I also suspect that it could be a case of the misconfiguration of the hardware,
and I believe it’s coming from MVPP2 driver.

I will try 5.4.0, and if it works, I will bisect till 5.4.150 to see when the defect was introduced.

> On 20.11.2021, at 23:41 , Russell King (Oracle) <linux@armlinux.org.uk> wrote:
> 
> On Sat, Nov 20, 2021 at 10:57:39PM +0400, Jordan Vrtanoski wrote:
>> I have tried the same config on 5.10.80 and the transceiver is properly initialised, link between PHY and MAC established and IP address obtained trough DHCP.
>> This is definitely a regression defect in 5.4.x.
>> 
>> What I managed to find till now by adding debugging messages in the phylink and mvpp2 is that when the phylink_resolve
>> is invoked, phylink_resolve will invoke mvpp2_phylink_mac_link_state (trough the pl->ops). 
>> The stat that is returned is same with the old state, so the phylink_mac_link_up is never executed.
>> From what I can conclude from the code, it looks like the MVPP22_XLG_STATUS_LINK_UP is not set in the registry MVPP22_XLG_STATUS  
>> 
>> I have also noticed that the mvpp2_link_status_isr is not invoked when the transciver is inserted. Is this expected behaviour? 
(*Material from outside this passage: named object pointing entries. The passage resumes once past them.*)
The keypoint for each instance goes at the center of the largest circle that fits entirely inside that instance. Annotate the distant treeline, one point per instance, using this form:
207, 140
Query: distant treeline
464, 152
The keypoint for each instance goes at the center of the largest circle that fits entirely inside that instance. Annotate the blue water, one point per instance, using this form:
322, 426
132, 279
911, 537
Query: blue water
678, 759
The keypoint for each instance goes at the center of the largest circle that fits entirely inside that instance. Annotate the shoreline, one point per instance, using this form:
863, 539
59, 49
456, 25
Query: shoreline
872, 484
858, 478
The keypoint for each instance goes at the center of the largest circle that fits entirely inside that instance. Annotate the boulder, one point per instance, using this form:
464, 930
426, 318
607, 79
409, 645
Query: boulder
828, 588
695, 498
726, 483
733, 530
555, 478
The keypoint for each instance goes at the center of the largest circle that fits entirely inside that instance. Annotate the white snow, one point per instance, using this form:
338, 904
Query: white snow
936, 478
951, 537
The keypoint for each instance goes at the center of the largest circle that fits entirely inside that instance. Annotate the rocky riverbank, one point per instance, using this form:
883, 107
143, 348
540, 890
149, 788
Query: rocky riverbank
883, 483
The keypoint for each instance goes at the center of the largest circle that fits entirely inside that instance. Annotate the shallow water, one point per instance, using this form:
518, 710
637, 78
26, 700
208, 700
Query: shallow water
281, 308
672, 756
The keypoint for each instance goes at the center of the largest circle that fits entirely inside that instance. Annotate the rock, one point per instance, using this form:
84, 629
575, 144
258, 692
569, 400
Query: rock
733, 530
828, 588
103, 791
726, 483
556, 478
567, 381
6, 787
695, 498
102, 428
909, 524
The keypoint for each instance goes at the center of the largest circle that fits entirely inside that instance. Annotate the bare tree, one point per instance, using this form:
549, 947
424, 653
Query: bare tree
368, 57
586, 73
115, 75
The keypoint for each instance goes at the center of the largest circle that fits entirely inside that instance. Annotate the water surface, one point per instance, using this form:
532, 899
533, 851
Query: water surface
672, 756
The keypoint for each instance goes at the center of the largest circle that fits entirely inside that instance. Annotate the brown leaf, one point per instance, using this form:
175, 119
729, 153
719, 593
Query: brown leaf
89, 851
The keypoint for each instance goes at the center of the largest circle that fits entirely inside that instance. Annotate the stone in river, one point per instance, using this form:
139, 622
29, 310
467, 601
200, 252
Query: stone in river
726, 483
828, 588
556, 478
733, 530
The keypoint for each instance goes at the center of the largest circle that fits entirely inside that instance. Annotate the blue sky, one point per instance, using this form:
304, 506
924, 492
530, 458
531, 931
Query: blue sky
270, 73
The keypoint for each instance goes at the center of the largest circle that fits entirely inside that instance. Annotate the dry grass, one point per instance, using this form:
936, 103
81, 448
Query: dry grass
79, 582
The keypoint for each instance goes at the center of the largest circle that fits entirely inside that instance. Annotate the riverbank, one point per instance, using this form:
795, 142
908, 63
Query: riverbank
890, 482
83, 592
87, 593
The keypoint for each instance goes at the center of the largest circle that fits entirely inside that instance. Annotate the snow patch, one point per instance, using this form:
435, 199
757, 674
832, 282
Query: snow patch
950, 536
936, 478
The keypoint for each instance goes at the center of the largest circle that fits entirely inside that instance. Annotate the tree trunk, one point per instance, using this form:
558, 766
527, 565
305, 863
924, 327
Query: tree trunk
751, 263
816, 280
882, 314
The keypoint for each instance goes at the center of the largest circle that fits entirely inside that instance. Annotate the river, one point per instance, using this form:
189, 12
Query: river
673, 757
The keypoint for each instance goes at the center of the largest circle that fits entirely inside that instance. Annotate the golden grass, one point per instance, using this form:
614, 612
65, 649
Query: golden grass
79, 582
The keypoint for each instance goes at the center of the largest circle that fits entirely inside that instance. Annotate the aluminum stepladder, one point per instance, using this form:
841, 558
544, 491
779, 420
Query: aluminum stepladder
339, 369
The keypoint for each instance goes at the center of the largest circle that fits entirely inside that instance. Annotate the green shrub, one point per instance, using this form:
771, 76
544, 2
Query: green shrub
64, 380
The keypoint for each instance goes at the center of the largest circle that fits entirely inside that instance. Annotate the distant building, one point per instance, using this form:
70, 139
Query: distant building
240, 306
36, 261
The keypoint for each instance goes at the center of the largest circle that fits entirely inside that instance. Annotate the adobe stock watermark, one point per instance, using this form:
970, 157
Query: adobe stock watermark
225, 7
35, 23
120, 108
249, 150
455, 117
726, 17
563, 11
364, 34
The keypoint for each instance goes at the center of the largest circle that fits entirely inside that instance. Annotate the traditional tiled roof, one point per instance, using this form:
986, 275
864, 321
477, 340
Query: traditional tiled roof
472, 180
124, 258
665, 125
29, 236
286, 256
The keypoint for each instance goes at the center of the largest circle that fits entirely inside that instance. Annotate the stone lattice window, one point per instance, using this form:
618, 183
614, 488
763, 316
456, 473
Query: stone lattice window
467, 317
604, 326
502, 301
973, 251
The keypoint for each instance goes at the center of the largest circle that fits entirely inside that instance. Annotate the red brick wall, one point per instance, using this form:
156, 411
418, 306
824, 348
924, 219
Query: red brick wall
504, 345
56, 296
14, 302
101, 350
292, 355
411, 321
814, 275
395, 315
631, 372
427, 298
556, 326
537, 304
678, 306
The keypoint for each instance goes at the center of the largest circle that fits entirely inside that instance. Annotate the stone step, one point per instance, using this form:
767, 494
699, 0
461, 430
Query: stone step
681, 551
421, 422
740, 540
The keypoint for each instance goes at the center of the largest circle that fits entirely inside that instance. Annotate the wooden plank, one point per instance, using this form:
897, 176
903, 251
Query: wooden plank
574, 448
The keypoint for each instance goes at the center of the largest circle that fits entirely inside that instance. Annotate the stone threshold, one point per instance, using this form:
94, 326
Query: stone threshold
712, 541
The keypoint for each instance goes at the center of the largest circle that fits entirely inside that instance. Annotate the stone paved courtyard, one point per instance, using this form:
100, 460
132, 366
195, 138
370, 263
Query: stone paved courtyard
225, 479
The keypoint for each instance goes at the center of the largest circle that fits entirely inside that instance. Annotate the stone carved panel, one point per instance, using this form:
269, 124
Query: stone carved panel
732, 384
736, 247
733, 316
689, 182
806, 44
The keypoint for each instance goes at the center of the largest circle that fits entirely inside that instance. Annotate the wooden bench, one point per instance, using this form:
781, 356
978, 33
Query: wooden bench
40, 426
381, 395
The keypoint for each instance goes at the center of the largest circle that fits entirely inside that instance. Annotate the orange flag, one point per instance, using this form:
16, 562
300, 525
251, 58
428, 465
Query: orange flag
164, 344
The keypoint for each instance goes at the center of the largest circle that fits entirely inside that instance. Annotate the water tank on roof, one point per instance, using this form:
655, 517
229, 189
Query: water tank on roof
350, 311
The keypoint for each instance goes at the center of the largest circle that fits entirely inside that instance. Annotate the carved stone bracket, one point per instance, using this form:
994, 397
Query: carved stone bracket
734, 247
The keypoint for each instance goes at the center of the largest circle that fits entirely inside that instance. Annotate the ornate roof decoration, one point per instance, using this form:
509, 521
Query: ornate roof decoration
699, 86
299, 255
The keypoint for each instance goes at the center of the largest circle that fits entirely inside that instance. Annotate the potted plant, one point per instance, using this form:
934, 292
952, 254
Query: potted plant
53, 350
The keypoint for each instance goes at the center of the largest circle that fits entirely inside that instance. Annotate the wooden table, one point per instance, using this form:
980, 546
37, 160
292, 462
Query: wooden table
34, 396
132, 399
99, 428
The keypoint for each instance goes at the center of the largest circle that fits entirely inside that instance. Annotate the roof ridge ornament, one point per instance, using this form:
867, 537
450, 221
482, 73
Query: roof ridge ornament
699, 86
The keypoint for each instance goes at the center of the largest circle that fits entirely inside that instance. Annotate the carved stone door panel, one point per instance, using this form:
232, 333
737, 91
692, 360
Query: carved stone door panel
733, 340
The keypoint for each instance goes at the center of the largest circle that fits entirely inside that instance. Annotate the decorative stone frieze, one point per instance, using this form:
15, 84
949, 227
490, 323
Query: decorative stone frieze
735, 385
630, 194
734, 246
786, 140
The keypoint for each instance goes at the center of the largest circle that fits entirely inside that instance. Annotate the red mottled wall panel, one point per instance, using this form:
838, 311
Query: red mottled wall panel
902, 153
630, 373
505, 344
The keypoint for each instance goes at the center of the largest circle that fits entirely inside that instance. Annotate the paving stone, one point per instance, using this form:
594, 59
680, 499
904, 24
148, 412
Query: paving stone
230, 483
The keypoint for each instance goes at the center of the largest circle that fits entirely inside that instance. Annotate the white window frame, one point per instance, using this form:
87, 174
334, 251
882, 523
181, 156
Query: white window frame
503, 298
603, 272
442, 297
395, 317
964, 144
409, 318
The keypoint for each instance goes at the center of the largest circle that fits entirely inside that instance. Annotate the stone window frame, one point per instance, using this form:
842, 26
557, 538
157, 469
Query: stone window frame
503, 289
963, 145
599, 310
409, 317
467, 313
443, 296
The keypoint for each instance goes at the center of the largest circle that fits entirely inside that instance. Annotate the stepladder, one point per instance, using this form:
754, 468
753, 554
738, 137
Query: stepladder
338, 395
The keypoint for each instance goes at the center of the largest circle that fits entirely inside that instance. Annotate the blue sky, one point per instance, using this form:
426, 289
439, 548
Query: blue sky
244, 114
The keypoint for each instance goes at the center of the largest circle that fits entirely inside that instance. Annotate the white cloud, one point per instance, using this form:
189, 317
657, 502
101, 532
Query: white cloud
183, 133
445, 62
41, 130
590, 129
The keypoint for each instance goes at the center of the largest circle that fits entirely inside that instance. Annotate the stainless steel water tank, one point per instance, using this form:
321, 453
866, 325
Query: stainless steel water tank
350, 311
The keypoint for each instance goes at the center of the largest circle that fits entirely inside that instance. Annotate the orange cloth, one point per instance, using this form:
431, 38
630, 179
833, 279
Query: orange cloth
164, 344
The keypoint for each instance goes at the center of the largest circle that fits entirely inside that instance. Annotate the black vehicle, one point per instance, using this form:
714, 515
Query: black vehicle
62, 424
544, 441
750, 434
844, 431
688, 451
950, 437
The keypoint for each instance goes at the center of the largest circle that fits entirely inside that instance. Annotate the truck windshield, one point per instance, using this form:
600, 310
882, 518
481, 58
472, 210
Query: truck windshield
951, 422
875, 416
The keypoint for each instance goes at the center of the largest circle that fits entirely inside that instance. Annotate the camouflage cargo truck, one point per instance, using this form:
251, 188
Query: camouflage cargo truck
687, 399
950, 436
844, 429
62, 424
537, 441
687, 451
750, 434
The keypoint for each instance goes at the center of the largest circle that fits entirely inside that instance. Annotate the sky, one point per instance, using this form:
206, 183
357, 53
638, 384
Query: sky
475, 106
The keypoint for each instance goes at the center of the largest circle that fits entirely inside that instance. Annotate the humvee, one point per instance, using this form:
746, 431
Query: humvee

>> Who should set the MVPP22_XLG_STATUS_LINK_UP after it’s detected that the module was inserted in the cage?
> 
> The hardware does, when it detects valid 10GBASE-R signal being received
> from the SFP. It could mean something is misconfigured with the COMPHY
> block, or something wrong with the mvpp2 driver.
> 
> I'm afraid that getting a bug report against a stable kernel is about
> the worst situation for me - I don't track the stable kernels or what
> goes into them. To be honest, I don't remember much about the 5.4
> kernel (I blame that on getting old!)
> 
> Please can you test vanilla 5.4? If that works, then please bisect
> between 5.4 and the 5.4.x kernel that you've identified as failing.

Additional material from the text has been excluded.